Come denuncia un articolo apparso mesi fa sul Guardian, le colf d’origine africana che lavorano nelle case dei ricchi omanesi sono oggetto d’un enorme sfruttamento (fin a 20 ore giornaliere di lavoro) e subiscono angherie d’ogni tipo, anche abusi sessuali.

Do Bold, un’organizzazione che lavora per assistere e rimpatriare i migranti intrappolati nel Golfo, ha redatto un voluminoso rapporto basato su 469 interviste fatte ad altrettante collaboratrici familiari.

Il quadro che emerge è agghiacciante: tutte le donne, tranne una, eran vittime di lavoro forzato ed avevan raggiunto l’Oman con l’inganno.

I recultatori avevan fatto creder loro che le avrebbero portate in un luogo dove avrebbero potuto studiare o imparare un mestiere qualificato.

Invece, una volta arrivate, son state mandate nelle case a far i lavori domestici, alla mercé dei loro padroni.

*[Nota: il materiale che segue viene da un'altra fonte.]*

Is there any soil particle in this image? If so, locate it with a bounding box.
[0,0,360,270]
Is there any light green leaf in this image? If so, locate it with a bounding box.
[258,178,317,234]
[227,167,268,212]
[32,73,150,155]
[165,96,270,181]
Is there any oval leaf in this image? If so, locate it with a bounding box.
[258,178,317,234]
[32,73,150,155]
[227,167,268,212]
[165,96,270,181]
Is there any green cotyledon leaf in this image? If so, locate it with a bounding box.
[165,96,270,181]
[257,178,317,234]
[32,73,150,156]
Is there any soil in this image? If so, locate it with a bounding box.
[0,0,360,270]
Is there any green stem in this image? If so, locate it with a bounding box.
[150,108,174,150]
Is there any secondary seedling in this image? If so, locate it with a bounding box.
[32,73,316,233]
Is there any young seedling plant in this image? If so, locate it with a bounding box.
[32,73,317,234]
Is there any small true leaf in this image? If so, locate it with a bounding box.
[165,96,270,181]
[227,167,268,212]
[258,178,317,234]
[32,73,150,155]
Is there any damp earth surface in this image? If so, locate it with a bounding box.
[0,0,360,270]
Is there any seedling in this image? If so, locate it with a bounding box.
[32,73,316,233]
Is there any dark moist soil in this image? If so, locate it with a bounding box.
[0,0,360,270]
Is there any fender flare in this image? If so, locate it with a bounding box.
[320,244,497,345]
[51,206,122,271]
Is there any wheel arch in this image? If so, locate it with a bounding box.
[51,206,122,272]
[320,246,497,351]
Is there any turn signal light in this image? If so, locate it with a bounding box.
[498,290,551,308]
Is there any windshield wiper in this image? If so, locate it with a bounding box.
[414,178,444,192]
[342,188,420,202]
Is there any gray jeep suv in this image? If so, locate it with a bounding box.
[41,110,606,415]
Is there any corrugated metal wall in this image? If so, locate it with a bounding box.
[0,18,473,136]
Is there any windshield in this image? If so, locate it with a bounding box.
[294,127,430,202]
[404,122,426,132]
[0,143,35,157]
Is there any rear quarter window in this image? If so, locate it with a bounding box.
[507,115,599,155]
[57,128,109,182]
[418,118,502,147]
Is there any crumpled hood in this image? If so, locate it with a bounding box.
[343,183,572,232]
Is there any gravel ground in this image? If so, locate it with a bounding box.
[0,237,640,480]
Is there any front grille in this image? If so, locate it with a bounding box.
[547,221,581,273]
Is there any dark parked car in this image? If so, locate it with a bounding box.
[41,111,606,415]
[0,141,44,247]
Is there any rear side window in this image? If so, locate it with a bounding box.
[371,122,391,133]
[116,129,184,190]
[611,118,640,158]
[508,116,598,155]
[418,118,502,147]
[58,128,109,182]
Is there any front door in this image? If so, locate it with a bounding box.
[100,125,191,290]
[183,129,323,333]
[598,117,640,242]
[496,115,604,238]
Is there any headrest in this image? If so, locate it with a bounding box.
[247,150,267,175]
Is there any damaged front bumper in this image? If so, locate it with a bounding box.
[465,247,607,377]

In Oman è diffusa la pratica della Kafala, che lega il lavoratore al suo datore.

Se il dipendente rompe unilateralmente il contratto o se ne va dal luogo d’impiego per sottrarsi ad eventuali abusi, è passibile d’incriminazione con conseguente arresto.

Adama, una collaboratrice domestica di 20 anni, sierraleonese, ad esempio, racconta che un giorno si è rivolta alla polizia per denunciare i maltrattamenti cui era sottoposta: temeva infatti per la sua sopravvivenza.

Gli agenti si son recati a casa del suo padrone, han visto i segni delle botte e delle frustate, han parlato con la famiglia, poi se ne son andati senza portarla in salvo.

I padroni allora, per punirla, l’han rinchiusa in uno stanzino, lasciandola senza cibo.